Mini-batch	A small group of inputs and labels gathered together in two arrays. A gradient descent step is updated on this batch (rather than a whole epoch).
Forward pass	Applying the model to some input and computing the predictions.
Loss	A value that represents how well (or badly) our model is doing.
Gradient	The derivative of the loss with respect to some parameter of the model.
Backward pass	Computing the gradients of the loss with respect to all model parameters.

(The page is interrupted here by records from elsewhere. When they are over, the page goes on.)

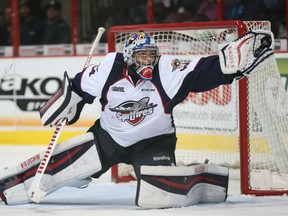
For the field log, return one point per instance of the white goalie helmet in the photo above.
(137, 42)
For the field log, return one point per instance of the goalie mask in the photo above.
(141, 54)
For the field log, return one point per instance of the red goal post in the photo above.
(234, 125)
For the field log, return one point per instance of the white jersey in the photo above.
(133, 112)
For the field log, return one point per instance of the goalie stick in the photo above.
(35, 193)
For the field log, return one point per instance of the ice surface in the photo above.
(104, 198)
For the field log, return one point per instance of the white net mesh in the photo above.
(208, 123)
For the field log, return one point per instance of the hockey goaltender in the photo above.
(138, 90)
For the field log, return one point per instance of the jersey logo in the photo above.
(134, 112)
(179, 64)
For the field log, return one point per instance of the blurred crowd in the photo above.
(35, 29)
(46, 25)
(206, 10)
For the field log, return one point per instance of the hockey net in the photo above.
(243, 126)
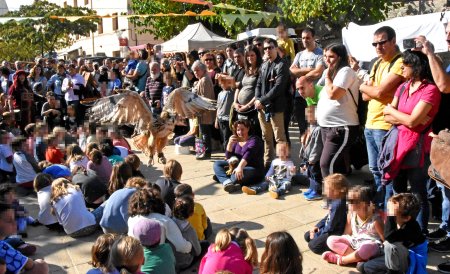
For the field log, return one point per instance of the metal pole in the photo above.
(92, 35)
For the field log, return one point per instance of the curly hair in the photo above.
(100, 251)
(281, 255)
(183, 208)
(145, 201)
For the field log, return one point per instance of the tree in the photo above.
(167, 27)
(336, 14)
(46, 34)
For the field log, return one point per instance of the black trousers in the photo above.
(335, 156)
(299, 112)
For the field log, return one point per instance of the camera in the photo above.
(411, 44)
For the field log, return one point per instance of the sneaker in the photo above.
(442, 246)
(444, 267)
(273, 194)
(313, 196)
(306, 193)
(230, 188)
(437, 234)
(248, 191)
(27, 249)
(331, 257)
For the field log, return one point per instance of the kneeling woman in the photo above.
(249, 151)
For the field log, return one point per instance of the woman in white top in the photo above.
(147, 203)
(70, 209)
(337, 111)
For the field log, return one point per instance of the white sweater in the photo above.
(169, 230)
(45, 216)
(72, 213)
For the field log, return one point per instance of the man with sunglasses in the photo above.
(271, 98)
(385, 77)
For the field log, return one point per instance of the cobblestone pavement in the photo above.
(259, 214)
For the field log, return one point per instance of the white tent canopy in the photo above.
(358, 39)
(194, 36)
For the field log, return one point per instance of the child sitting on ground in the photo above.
(53, 154)
(8, 196)
(70, 209)
(135, 163)
(183, 208)
(42, 185)
(247, 245)
(15, 260)
(127, 255)
(334, 223)
(6, 158)
(224, 254)
(172, 177)
(25, 165)
(100, 254)
(363, 235)
(278, 178)
(159, 258)
(281, 255)
(198, 220)
(402, 233)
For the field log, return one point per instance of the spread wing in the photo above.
(187, 104)
(126, 108)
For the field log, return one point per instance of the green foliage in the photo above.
(45, 35)
(336, 13)
(167, 27)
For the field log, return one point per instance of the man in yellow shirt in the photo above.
(385, 77)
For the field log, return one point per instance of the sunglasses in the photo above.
(352, 201)
(379, 43)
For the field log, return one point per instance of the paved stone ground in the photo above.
(259, 214)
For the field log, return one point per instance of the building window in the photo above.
(115, 22)
(100, 26)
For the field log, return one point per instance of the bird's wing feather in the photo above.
(126, 108)
(187, 104)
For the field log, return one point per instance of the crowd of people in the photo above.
(87, 177)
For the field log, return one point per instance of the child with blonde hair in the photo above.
(100, 254)
(247, 245)
(127, 255)
(70, 209)
(334, 223)
(225, 254)
(172, 177)
(363, 234)
(198, 220)
(278, 178)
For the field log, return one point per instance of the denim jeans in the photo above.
(251, 175)
(374, 137)
(417, 179)
(264, 186)
(445, 208)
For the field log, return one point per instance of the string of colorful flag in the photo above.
(244, 15)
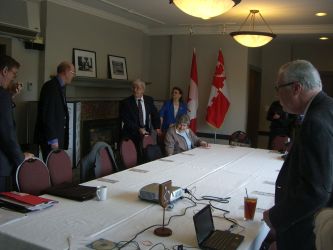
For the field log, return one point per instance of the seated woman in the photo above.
(172, 109)
(181, 138)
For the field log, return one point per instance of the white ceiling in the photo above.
(287, 18)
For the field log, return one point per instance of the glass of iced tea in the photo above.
(250, 205)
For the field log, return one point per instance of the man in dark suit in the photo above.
(52, 123)
(137, 113)
(11, 155)
(304, 184)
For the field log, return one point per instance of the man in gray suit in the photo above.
(304, 184)
(10, 152)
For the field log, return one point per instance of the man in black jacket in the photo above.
(137, 113)
(304, 184)
(11, 155)
(52, 123)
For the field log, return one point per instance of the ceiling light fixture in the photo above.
(205, 9)
(252, 38)
(321, 14)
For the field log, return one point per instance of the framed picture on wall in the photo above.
(117, 67)
(84, 62)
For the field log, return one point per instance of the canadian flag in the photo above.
(218, 103)
(192, 101)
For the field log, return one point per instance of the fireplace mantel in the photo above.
(89, 82)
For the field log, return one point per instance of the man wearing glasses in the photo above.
(51, 130)
(11, 155)
(304, 184)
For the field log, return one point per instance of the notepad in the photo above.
(26, 198)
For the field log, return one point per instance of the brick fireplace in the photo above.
(99, 122)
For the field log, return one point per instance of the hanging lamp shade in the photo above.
(252, 38)
(205, 9)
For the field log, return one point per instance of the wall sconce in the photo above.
(205, 9)
(252, 38)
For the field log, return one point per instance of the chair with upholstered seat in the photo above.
(106, 166)
(100, 161)
(239, 138)
(32, 177)
(128, 153)
(60, 167)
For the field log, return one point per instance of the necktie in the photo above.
(140, 113)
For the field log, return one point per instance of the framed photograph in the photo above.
(84, 62)
(117, 67)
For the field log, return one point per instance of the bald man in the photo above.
(51, 130)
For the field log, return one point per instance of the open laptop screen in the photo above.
(203, 223)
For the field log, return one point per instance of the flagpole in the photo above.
(215, 136)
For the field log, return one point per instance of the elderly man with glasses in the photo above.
(11, 155)
(304, 184)
(52, 123)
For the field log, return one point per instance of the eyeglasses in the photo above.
(283, 85)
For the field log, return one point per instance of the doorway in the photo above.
(253, 104)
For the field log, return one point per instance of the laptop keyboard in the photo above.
(223, 240)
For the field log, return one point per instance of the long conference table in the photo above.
(220, 170)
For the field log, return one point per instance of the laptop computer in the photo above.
(209, 238)
(72, 192)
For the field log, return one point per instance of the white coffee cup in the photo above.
(101, 192)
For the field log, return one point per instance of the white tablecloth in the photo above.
(221, 171)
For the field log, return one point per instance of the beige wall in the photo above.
(276, 54)
(87, 32)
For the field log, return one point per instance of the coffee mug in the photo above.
(101, 192)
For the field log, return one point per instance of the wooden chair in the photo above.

Gradient descent	Taking a step in the directions opposite to the gradients to make the model parameters a little bit better.
Learning rate	The size of the step we take when applying SGD to update the parameters of the model.

And that concludes lesson 3 of the course (and chapter 4 of the book) for me. I’ll move on with chapter 5 of the book instead of lesson 4 of the course. Let’s get all the computer vision stuff done before moving to NLP.